Now, let’s have a look how our plots look like if our biomarker is not
informative at all.
Data creation:
#simulation of the data
set.seed(12345)
HCC <- rbinom (n=12, size=1, prob=0.27)
Biomarker_value <- rnorm (12,mean=1,sd=0.1) + HCC*0
# replacing the zero by a value would make the test informative
df<-data.frame (HCC, Biomarker_value)
library(knitr)
kable (head(df))
HCC | Biomarker_value |
---|---|
0 | 1.0630099 |
1 | 0.9723816 |
1 | 0.9715840 |
1 | 0.9080678 |
0 | 0.9883752 |
0 | 1.1817312 |
The function expand.grid() is used to create all possible combinations
of one case and one control:
newdf<- expand.grid (Biomarker_value [df$HCC==0],Biomarker_value [df$HCC==1])
colnames(newdf)<- c("NoHCC", "HCC")
newdf$Pair <- seq(1,dim(newdf)[1])
For each pair the values of the biomarker are compared between case and
control:
newdf$Comparison <- 1*(newdf$HCC>newdf$NoHCC)
mean(newdf$Comparison)
[1] 0.40625
newdf$Comparison<-factor(newdf$Comparison, labels=c("HCC>NoHCC","HCC<=NoHCC"))
library (knitr)
kable(head(newdf,4))
NoHCC | HCC | Pair | Comparison |
---|---|---|---|
1.0630099 | 0.9723816 | 1 | HCC>NoHCC |
0.9883752 | 0.9723816 | 2 | HCC>NoHCC |
1.1817312 | 0.9723816 | 3 | HCC>NoHCC |
1.0370628 | 0.9723816 | 4 | HCC>NoHCC |
library(data.table)
setDT(newdf)
longdf = melt(newdf, id.vars = c("Pair", "Comparison"),
variable.name = "Group",
measure.vars = c("HCC", "NoHCC"))
lab<-paste("AUC = Proportion n of green lines nAUC=", round(table(newdf$Comparison)[2]/sum(table(newdf$Comparison)),3))
library(ggplot2)
fav.col=c("#1A425C", "#8AB63F")
ggplot(longdf, aes(x=Group, y=value))+geom_line(aes(group=Pair, col=Comparison)) +
scale_color_manual(values=fav.col)+theme_bw() +
ylab("Biomarker value") + geom_text(x=0.75,y=0.95,label=lab) +
geom_point(shape=21, size=2) +
theme(legend.title=element_blank(), legend.position="bottom")
library(ROCR)
pred <- prediction(df$Biomarker_value, df$HCC )
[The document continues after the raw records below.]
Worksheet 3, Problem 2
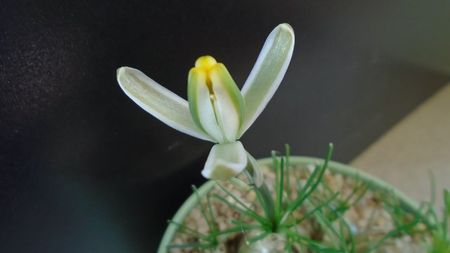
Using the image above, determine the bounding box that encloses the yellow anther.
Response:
[195,55,217,72]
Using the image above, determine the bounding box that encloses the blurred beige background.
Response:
[351,84,450,210]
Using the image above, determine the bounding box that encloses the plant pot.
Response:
[158,156,426,253]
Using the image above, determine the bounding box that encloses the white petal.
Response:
[202,141,247,180]
[188,69,225,143]
[210,64,244,142]
[117,67,212,141]
[240,24,295,136]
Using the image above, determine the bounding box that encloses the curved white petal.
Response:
[210,63,244,142]
[188,69,225,143]
[240,24,295,136]
[117,67,213,141]
[202,141,248,180]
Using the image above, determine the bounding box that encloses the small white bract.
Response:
[117,24,295,180]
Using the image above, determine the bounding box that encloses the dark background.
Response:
[0,0,450,252]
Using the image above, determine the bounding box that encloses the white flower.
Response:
[117,24,295,180]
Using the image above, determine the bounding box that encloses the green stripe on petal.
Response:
[117,67,213,141]
[209,63,244,142]
[240,24,295,136]
[188,68,225,142]
[202,141,248,180]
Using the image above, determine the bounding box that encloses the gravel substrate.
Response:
[169,165,429,253]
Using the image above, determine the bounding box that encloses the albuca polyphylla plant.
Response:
[117,24,295,180]
[117,24,450,253]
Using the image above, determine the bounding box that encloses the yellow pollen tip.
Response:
[195,55,217,72]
perf <- performance(pred,"tpr","fpr")
plot(perf,col="black")
abline(a=0, b=1, col="#8AB63F")
Calculating the AUC:
auc<- performance( pred, c("auc"))
unlist(slot(auc , "y.values"))
[1] 0.40625
Sensitivity and specificity as a function of the cutoff points of the
biomarker:
library(ROCR)
testy <- performance(pred,"tpr","fpr")
plot(testy@alpha.values[[1]], testy@x.values[[1]], type='n', xlab='Cutoff points of the biomarker', ylab='sensitivity or specificity')
lines(testy@alpha.values[[1]], testy@y.values[[1]], type='s', col="#1A425C")
lines(testy@alpha.values[[1]], 1-testy@x.values[[1]], type='s', col="#8AB63F")
legend(1.07,.85, c('sensitivity', 'specificity'), lty=c(1,1), col=c("#1A425C", "#8AB63F"), cex=.9, bty='n')
Equivalence with the Mann-Whitney U test:
wt <-wilcox.test(data=df, df$Biomarker_value ~ df$HCC)
1 - wt$statistic/(sum(df$HCC==1)*sum(df$HCC==0))
W
0.40625
wt$p.value
[1] 0.6828283
General remarks on the AUC
- Often, a combination of new markers is selected from a large set.
This can result in overoptimistic expectations of the marker’s
performance. Any performance measure should be estimated with
correction for optimism, for example by applying cross-validation or
bootstrap resampling. However, validation in fully independent,
external data is the best way to validate a new marker. - When we want to assess the incremental value of a additional marker
(e.g. molecular, genetic, imaging) to an existing model, the
increase of the AUC can be reported.
References
Mason, S. J. and Graham, N. E. (2002), Areas beneath the relative
operating characteristics (ROC) and relative operating levels (ROL)
curves: Statistical significance and interpretation. Q.J.R. Meteorol.
Soc., 128: 2145-2166.
Steyerberg, Ewout W. et al. “Assessing the Performance of Prediction
Models: A Framework for Some Traditional and Novel Measures.”
Epidemiology (Cambridge, Mass.) 21.1 (2010): 128-138.